101 Quando o sol doer nas coisas

102 da terra e no céu azul

103 e os homens forem em busca

104 dos verdes mares do sul,

XXV

105 só eu ficarei aqui

106 para morrer por completo

107 para dar carne à terra

108 e ao sol meu branco esqueleto,

XXVI

109 nem ao menos tentarei

110 voltar ao canavial,

111 pra depois me dividir

112 entre a fábrica de couro

113 e o terrível matadouro

114 municipal.

Há, nesse bloco de estrofes, a visão de certeza da fatalidade. Boi e

componentes sociais (homens, mulheres e crianças) são marcados diariamente

pela fortaleza do sol, pela secura da terra, porém, é através deste cenário que a

certeza da fatalidade se realiza. Esta visão é dada pelo transpositor “quando”
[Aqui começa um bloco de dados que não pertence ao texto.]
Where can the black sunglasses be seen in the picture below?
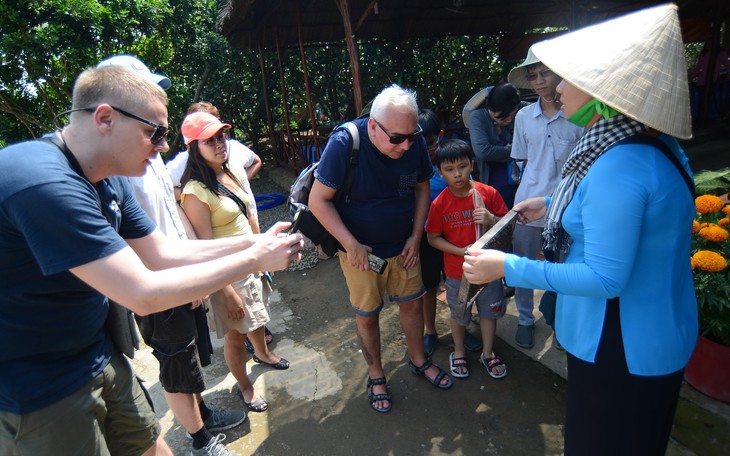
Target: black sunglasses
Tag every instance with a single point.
(398, 138)
(220, 138)
(544, 73)
(157, 137)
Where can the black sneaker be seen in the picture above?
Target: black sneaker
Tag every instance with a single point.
(523, 336)
(222, 420)
(214, 448)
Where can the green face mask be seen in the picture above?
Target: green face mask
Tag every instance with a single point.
(584, 115)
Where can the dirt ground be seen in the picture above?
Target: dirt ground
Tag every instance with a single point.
(319, 406)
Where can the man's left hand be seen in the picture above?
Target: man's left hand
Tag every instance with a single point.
(410, 252)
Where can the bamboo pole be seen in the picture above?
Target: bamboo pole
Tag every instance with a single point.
(344, 8)
(312, 117)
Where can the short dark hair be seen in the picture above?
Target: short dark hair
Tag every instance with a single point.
(503, 99)
(429, 122)
(452, 150)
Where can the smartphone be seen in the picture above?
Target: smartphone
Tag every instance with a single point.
(377, 264)
(295, 222)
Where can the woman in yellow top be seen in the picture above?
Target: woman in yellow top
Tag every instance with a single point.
(217, 206)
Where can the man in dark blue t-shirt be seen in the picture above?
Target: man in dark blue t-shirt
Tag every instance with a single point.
(384, 217)
(71, 234)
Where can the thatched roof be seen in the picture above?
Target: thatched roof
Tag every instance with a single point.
(243, 21)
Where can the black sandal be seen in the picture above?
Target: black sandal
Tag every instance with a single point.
(421, 372)
(373, 398)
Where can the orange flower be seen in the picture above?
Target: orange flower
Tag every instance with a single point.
(714, 233)
(707, 204)
(709, 261)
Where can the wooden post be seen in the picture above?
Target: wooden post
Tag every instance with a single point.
(344, 8)
(312, 117)
(265, 83)
(289, 138)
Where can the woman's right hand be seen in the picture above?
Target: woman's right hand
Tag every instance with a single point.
(531, 209)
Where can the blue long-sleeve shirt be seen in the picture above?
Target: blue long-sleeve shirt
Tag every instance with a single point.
(631, 224)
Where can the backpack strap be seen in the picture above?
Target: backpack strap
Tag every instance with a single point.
(351, 128)
(662, 146)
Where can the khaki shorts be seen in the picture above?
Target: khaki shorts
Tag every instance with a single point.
(367, 287)
(110, 415)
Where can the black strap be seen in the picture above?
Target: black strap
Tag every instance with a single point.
(349, 182)
(664, 149)
(58, 142)
(224, 190)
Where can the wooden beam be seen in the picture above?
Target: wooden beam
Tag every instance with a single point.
(344, 9)
(312, 117)
(265, 83)
(279, 54)
(365, 14)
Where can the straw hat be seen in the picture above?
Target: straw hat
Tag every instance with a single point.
(634, 63)
(133, 63)
(475, 102)
(516, 76)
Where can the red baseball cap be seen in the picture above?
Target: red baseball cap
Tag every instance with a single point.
(201, 125)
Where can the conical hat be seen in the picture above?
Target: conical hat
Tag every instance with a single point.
(516, 76)
(475, 102)
(634, 63)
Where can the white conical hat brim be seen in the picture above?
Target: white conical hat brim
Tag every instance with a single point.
(634, 63)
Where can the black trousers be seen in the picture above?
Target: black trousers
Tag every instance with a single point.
(612, 412)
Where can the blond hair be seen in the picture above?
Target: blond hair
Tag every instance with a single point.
(115, 85)
(394, 96)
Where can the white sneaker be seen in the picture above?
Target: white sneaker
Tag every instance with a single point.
(214, 448)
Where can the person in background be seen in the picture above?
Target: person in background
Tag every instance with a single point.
(384, 217)
(451, 229)
(491, 128)
(179, 337)
(432, 260)
(620, 221)
(543, 139)
(239, 157)
(217, 207)
(78, 394)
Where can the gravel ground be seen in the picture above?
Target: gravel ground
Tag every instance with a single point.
(263, 185)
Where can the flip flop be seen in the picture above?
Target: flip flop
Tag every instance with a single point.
(491, 365)
(456, 364)
(282, 364)
(268, 337)
(259, 405)
(421, 372)
(373, 398)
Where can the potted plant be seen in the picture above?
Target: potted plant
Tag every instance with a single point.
(709, 367)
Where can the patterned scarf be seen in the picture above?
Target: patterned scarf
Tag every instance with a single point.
(592, 145)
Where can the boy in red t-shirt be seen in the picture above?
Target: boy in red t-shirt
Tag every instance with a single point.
(451, 229)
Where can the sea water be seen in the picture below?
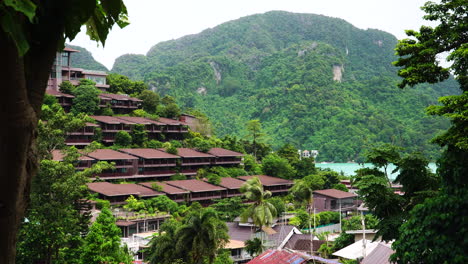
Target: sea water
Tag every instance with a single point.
(348, 168)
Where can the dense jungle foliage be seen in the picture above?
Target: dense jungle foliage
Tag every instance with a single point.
(313, 81)
(84, 59)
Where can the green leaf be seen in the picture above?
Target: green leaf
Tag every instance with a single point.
(27, 7)
(10, 25)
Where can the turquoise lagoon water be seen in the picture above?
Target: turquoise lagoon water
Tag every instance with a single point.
(349, 168)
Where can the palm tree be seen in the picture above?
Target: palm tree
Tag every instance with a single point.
(302, 192)
(162, 248)
(260, 211)
(254, 246)
(202, 235)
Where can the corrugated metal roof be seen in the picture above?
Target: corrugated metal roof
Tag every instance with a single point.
(336, 193)
(380, 255)
(278, 257)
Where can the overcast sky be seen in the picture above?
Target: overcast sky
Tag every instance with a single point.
(153, 21)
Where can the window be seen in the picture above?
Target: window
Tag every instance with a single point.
(65, 59)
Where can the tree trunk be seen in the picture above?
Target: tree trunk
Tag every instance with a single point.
(24, 80)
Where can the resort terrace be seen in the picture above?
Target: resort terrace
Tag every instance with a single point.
(277, 186)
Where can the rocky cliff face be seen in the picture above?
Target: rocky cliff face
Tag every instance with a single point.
(313, 81)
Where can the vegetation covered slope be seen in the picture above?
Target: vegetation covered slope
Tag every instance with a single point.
(313, 81)
(84, 59)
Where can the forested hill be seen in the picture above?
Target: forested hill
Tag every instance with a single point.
(313, 81)
(84, 59)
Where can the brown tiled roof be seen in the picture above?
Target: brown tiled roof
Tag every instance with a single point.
(170, 121)
(301, 242)
(243, 233)
(58, 93)
(70, 49)
(91, 124)
(58, 155)
(124, 223)
(111, 120)
(109, 154)
(92, 72)
(139, 120)
(231, 183)
(165, 187)
(195, 185)
(380, 255)
(190, 153)
(220, 152)
(267, 180)
(148, 153)
(110, 189)
(335, 193)
(119, 97)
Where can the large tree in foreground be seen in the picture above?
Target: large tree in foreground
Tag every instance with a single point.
(436, 230)
(31, 32)
(261, 211)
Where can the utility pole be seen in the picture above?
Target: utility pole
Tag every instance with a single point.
(340, 215)
(363, 235)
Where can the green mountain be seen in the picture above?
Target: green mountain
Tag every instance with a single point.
(313, 81)
(85, 60)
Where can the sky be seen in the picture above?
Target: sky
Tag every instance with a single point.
(154, 21)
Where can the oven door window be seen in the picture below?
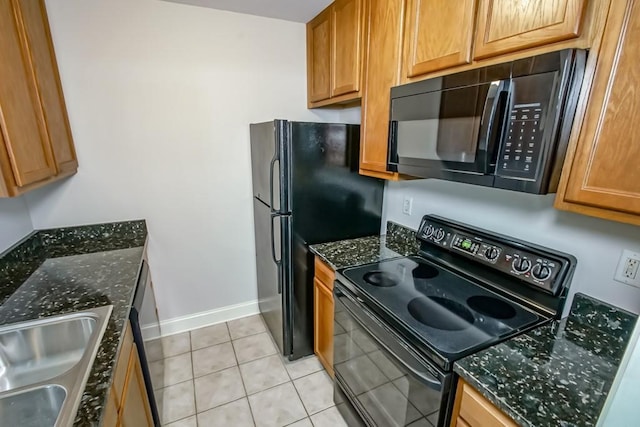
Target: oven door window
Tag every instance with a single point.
(377, 378)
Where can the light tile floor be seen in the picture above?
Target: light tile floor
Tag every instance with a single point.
(231, 374)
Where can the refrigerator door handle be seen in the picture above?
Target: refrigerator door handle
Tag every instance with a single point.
(277, 261)
(276, 158)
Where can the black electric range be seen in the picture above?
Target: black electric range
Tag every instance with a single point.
(402, 322)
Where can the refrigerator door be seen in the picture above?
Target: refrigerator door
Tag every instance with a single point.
(269, 164)
(273, 261)
(331, 201)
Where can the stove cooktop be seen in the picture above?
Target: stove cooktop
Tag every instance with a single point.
(451, 314)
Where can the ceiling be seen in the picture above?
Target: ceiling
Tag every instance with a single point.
(289, 10)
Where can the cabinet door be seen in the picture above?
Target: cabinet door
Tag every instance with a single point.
(40, 48)
(346, 53)
(438, 35)
(605, 172)
(319, 57)
(135, 411)
(382, 71)
(28, 153)
(110, 417)
(323, 324)
(510, 25)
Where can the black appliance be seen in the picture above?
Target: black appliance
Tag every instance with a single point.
(402, 323)
(505, 126)
(306, 190)
(145, 327)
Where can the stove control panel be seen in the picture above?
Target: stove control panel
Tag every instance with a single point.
(527, 264)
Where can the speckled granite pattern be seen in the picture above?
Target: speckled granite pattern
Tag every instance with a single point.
(105, 273)
(399, 241)
(558, 374)
(20, 261)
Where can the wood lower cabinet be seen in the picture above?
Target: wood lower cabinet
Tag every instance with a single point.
(323, 314)
(335, 41)
(128, 404)
(601, 175)
(510, 25)
(35, 138)
(425, 47)
(471, 409)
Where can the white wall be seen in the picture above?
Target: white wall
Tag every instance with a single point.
(15, 222)
(160, 97)
(597, 244)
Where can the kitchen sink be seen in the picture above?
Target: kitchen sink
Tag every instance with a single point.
(38, 407)
(45, 364)
(40, 352)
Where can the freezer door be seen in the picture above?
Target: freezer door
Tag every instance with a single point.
(269, 164)
(272, 234)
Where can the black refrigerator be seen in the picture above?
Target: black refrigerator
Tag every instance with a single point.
(306, 190)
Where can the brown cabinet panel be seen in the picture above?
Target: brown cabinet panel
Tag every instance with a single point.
(323, 324)
(510, 25)
(324, 273)
(604, 177)
(382, 71)
(347, 46)
(110, 417)
(471, 409)
(135, 411)
(122, 365)
(40, 47)
(319, 57)
(25, 137)
(438, 34)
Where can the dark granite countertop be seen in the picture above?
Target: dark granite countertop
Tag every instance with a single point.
(558, 374)
(399, 241)
(71, 269)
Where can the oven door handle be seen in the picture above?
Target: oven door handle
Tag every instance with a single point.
(424, 376)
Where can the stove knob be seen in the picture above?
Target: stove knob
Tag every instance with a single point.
(429, 231)
(521, 265)
(491, 253)
(540, 272)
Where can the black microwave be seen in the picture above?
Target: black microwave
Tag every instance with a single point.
(505, 126)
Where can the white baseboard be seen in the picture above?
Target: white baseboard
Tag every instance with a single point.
(207, 318)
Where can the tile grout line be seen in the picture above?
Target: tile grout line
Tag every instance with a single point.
(193, 379)
(244, 387)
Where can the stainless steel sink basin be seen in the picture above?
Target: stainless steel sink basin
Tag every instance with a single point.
(33, 408)
(44, 366)
(40, 352)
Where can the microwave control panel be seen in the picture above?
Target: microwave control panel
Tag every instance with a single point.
(522, 145)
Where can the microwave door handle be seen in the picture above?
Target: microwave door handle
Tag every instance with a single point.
(491, 104)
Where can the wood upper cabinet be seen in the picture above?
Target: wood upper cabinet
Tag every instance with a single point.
(35, 138)
(323, 314)
(510, 25)
(383, 52)
(347, 46)
(438, 34)
(334, 54)
(471, 409)
(601, 175)
(319, 57)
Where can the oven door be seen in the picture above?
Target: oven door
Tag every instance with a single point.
(448, 133)
(378, 375)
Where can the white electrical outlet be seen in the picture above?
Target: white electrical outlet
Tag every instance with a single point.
(628, 268)
(407, 204)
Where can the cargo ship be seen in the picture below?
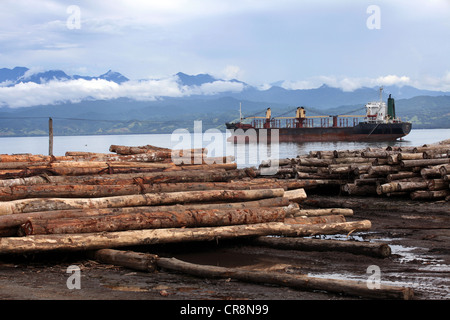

(v.101) associado à forma verbal – quando o sol doer nas coisas / da terra e no

céu azul – e pela conjunção “e” do verso 103 da estrofe XXIV. A carga semântica

da copulativa é adquirida, ou seja, não tem valor aditivo, mas equivale ao

transpositor temporal “quando”, indicador de uma circunstância de tempo

posterior, de modo indeterminado: / e (quando) os homens forem em busca / dos

verdes mares do sul, /.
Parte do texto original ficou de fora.